The Problem: Accurate Location-Based Audiences
How can Media Storm turn noisy geolocation data into precisely defined location-based audiences?
The Problem Solver: Media Storm
Media Storm is the 2nd largest independent full-service media agency in the US with deep roots in the entertainment, retail and the travel/tourism industries. Today with over 35 clients across key categories, Media Storm remains an agency centered around national and regional brands that transact at the hyper-local/community level.
Media Storm currently works with leading companies such as AMC, Big Lots!, Celebrity Cruises, WGN America and WE tv across services including media planning, audience segmentation, and digital and TV media buying. Through their data science and advanced analytics group, JubaPlus, they deliver true business ROI – not just media results.
The Challenge: Precise Store Location Data
Media Storm, on behalf of its clients, was tasked with running advertising campaigns to re-engage store visitors and turn them into repeat customers. To create these audiences of store visitors, Media Storm licensed a data feed of anonymous GPS locations tied to Mobile Advertising IDs (MAIDs). However, Media Storm found it challenging to determine from geolocation data whether a MAID had visited a store without accurate data on where stores were precisely located.

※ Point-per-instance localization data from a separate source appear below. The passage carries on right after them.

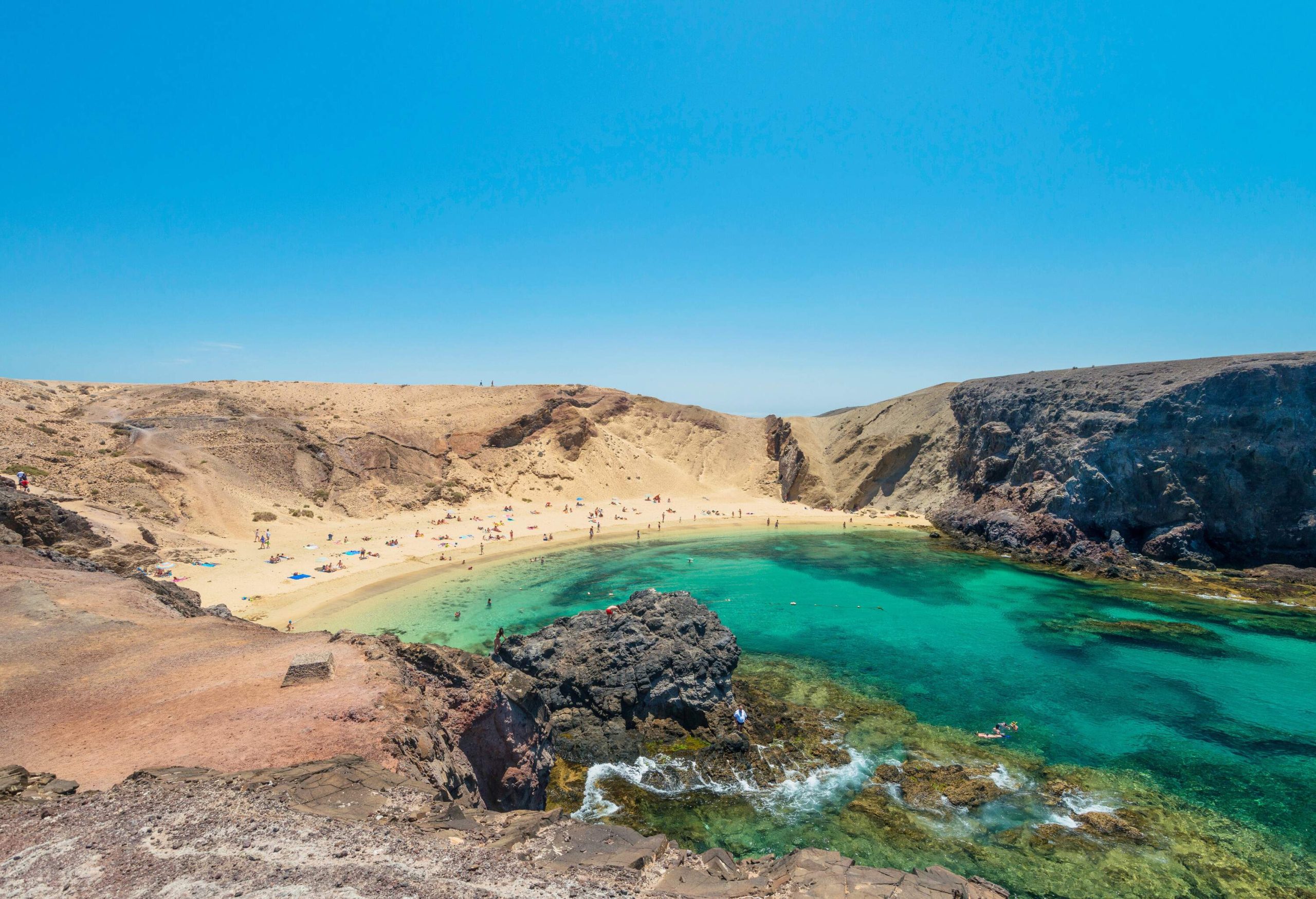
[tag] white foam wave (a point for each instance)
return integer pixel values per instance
(1003, 780)
(797, 793)
(1078, 803)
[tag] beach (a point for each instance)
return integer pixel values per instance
(254, 589)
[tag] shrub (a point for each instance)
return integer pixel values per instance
(31, 470)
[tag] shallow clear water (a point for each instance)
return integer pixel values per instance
(1223, 722)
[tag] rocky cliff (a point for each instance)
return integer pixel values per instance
(1197, 463)
(348, 827)
(476, 731)
(656, 670)
(1192, 463)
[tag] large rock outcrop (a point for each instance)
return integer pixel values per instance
(477, 731)
(656, 670)
(346, 825)
(1190, 463)
(37, 523)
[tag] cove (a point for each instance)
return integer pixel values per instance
(1201, 707)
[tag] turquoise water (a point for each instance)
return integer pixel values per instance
(1221, 722)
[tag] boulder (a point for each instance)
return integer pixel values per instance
(477, 731)
(657, 669)
(308, 667)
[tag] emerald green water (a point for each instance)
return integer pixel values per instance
(1214, 735)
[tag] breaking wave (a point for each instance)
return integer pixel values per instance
(797, 793)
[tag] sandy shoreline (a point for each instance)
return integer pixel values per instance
(254, 589)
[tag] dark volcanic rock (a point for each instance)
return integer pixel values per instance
(783, 449)
(657, 669)
(480, 732)
(40, 523)
(346, 825)
(1187, 463)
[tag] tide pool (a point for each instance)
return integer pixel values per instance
(1203, 706)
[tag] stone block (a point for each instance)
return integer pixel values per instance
(309, 667)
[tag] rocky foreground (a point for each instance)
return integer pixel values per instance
(346, 827)
(444, 757)
(657, 670)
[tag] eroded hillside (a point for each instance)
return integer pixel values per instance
(206, 456)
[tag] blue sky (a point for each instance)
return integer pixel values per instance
(755, 207)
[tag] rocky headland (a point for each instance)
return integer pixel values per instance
(654, 672)
(132, 690)
(1199, 464)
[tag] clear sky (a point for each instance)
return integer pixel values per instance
(756, 207)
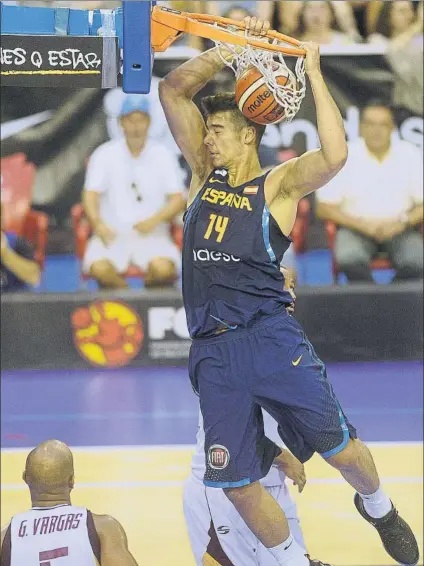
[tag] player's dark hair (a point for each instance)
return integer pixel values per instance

Working with brands to source the store location data proved to be insufficient due to imprecise client data. For example, one big-box retailer client of Media Storm’s often reported centroids of stores being located more than 50 meters off from their true locations, leading to the creation of inaccurate audiences.
Clients also had the challenge of either having limited or no data on where competitor stores were located. This prevented Media Storm from advertising to store visitors of competitor brands for conquesting campaigns.
Media Storm found that even perfect store centroid data would fall short in creating accurate audiences in dense environments like strip malls or cities. In these situations, merely drawing a radius around a store centroid would include visitors to nearby stores or pedestrians outside the storefront. Without exact building footprints for the stores, Media Storm’s audiences would include irrelevant MAIDs resulting in wasted ad-spend.
Enter SafeGraph's POI Data & Geofences
Media Storm realized that in order to create accurate store visitor audiences from anonymous GPS data it needed an in-house dataset of where stores are exactly located. Media Storm chose SafeGraph Places, a dataset of over 10 million points of interest with business listing information, for this purpose.
Using SafeGraph’s brand information and NAICS code (category) for a place, Media Storm was able to quickly identify store locations of its clients and those of its clients’ competitors. For each of these POI, Media Storm used the polygon (building footprint) to geofence the anonymous GPS data feed and find which MAIDs visited a store. This helped Media Storm access all the actual visitors to the store location while filtering out nearby but irrelevant MAIDs.
Media Storm used the more accurate store visitor audiences to drive efficient advertising campaigns which in turn, led to superior performance for Media Storm’s clients.
SafeGraphPlaces help us more accurately create location-based audiences -- the result of this is more efficient ad spend for our clients.
Future Plans: Store Visit Attribution
Media Storm plans to use SafeGraph Places for store visit attribution. The plan is to create A/B tests of MAIDs exposed and not exposed to their paid media campaigns. Then, from the geolocation feed and SafeGraph polygons, they plan to measure the store visitation rates for the test vs. control group of MAIDs to measure the effect of the advertising campaign on store visit lift.